Angelika Mechtel, Schriftstellerin aus Würzburg.
Foto: Privatarchiv Mechtel | Angelika Mechtel, Schriftstellerin aus Würzburg.
Wolfgang Jung
Wolfgang Jung
 |  aktualisiert: 07.04.2020 09:58 Uhr

Sie hat Würzburg nicht gemocht und alle sollten es wissen: Die Schriftstellerin und Ex-Würzburgerin Angelika Mechtel hat 1972 einen knackigen Würzburg-Verriss geschrieben, für die Juli-Ausgabe des Merian-Heftes.

Würzburgs Stadtheimatpfleger Hans Steidle beschäftigte sich Anfang dieses Jahres in einem Gastbeitrag für diese Redaktion mit Mechtel als einer der "interessantesten deutschen Autorinnen der zweiten Hälfte des 20. Jahrhunderts". Würzburg habe sie "nicht unwesentlich" geprägt. Verwunderlich sei, meinte er, dass die Würzburger dieses "sehr große Talent" vergessen hätten.

Bis September 1963 in Würzburg gelebt

Mechtel, 1943 in Dresden geboren, 2000 in Köln gestorben, lebte dem Stadtarchiv zufolge von April 1960 bis September 1963 in Würzburg, in der Rüdigerstraße 2. Prägen konnte sie in dieser kurzen Zeit wohl nur ihr Konflikt mit der würzburgischen Bürgerlichkeit und Katholizität. Sie war 19 und Gymnasiastin bei den Ursulinen, als sie schwanger wurde.

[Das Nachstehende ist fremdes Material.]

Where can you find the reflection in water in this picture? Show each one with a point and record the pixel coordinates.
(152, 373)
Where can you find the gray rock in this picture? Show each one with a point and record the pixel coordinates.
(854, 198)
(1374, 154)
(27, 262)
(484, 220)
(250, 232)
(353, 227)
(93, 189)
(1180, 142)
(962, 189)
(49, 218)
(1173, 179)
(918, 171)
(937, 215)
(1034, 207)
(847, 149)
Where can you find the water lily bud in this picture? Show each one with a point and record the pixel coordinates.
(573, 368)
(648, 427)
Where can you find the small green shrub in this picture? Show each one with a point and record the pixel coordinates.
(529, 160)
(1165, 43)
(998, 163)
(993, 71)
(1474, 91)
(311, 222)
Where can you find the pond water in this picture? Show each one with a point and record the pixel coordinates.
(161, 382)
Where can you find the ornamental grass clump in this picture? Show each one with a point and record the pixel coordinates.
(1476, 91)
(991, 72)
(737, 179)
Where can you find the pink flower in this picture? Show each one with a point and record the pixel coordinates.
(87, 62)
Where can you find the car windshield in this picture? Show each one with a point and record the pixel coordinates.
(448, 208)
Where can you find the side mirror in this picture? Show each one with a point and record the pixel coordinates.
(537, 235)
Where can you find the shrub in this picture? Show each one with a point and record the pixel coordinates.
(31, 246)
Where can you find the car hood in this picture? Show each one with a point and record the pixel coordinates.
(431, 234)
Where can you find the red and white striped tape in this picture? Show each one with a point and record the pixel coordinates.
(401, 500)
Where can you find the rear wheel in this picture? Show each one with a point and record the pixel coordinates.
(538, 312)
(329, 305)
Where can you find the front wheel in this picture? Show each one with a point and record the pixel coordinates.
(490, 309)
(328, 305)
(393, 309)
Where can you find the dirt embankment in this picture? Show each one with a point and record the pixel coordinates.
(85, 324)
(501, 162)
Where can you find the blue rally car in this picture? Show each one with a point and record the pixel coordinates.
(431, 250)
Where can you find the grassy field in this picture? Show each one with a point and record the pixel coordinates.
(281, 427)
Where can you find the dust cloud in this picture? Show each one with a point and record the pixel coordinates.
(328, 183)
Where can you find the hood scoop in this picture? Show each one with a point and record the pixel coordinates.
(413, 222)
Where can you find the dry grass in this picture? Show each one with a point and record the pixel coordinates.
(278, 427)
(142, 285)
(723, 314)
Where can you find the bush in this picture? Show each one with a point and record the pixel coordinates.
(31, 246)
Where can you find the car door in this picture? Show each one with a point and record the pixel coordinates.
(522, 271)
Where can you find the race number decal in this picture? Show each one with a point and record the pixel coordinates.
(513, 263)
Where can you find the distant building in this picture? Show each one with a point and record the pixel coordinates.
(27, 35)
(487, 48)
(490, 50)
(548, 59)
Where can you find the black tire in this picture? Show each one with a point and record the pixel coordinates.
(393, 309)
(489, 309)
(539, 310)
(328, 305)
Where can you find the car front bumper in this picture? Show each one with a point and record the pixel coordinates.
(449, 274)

Ein Jahr später verließ Mechtel die Stadt. Es war das gleiche Jahr, in dem ihr erster Gedichtband, "Gegen Eis und Flut", erschien. In ihrem "Merian"-Beitrag schrieb sie: "Als ich vor zehn Jahren von Würzburg wegging, war es dieses tödliche Desinteresse, diese schlafende Heiterkeit, die mich bedrückte und mich davon überzeugte, nicht mehr zurückzukehren, es sei denn, zu kleinen Besuchen."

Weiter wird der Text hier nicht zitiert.